Avec Ludovic François, Professeur à HEC et spécialiste des médias, nous avons fondé VA Press avec la volonté de créer des passerelles entre l’information économique au sens large, et la recherche en management. Les Carnets du Business ont alors vu le jour sous forme d’un site d’information consacré au monde de l’entreprise et à son environnement stratégique : politique économique, international, société.
Il en existait déjà beaucoup de ce genre, à l’époque, mais tous très orientés « actualité chaude». Pour nous différencier, il nous fallait proposer à nos lecteurs des contenus éditoriaux très qualitatifs et distanciés. C’est ainsi que nous nous sommes initialement constitués un lectorat très qualifié et naturellement exigeant (cadres, dirigeants, TNS, enseignants-chercheurs, institutionnels, etc.).
Pouvez-vous nous expliquer la singularité de VA Press sur le marché ?

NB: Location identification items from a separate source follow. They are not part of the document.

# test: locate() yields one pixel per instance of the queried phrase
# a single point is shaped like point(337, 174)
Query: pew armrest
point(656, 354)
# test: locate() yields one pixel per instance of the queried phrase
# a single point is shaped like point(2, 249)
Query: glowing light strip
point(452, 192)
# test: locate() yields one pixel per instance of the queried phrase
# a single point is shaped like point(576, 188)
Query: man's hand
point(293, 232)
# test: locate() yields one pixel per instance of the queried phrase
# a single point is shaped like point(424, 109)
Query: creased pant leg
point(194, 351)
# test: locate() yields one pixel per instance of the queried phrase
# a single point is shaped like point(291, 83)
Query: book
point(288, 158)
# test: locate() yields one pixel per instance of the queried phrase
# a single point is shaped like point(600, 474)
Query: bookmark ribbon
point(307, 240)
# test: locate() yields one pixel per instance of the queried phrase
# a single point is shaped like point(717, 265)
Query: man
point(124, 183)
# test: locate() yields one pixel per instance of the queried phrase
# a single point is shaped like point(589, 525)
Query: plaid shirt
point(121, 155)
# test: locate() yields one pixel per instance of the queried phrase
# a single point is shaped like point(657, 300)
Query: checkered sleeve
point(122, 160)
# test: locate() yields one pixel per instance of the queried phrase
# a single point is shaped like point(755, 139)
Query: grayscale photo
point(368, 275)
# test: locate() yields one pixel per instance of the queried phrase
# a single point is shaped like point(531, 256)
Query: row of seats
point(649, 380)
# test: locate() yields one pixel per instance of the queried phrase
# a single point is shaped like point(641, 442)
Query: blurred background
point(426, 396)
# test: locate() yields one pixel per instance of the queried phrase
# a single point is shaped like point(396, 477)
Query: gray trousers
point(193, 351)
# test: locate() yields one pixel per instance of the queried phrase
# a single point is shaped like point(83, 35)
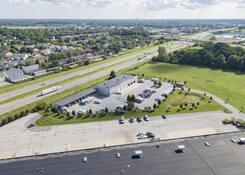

C’est de ce constat d’exigence que provient l’acronyme « VA » Press, qui fait référence au concept de « valeur ajoutée ». C’est le cœur de notre contrat de lecture : nous cherchons, dès que possible, à enrichir nos contenus de leviers de compréhension, de facteurs d’étonnement ou de débat…En revanche, être sérieux ne signifie pas forcément être austère. De ce fait, nous nous autorisons l’emploi d’un ton très libre sur certains de nos médias. Nous voulons dépoussiérer les standards, car nous sommes ouvertement pro-business et nous souhaitons y intéresser le plus grand nombre de façon positive et distrayante.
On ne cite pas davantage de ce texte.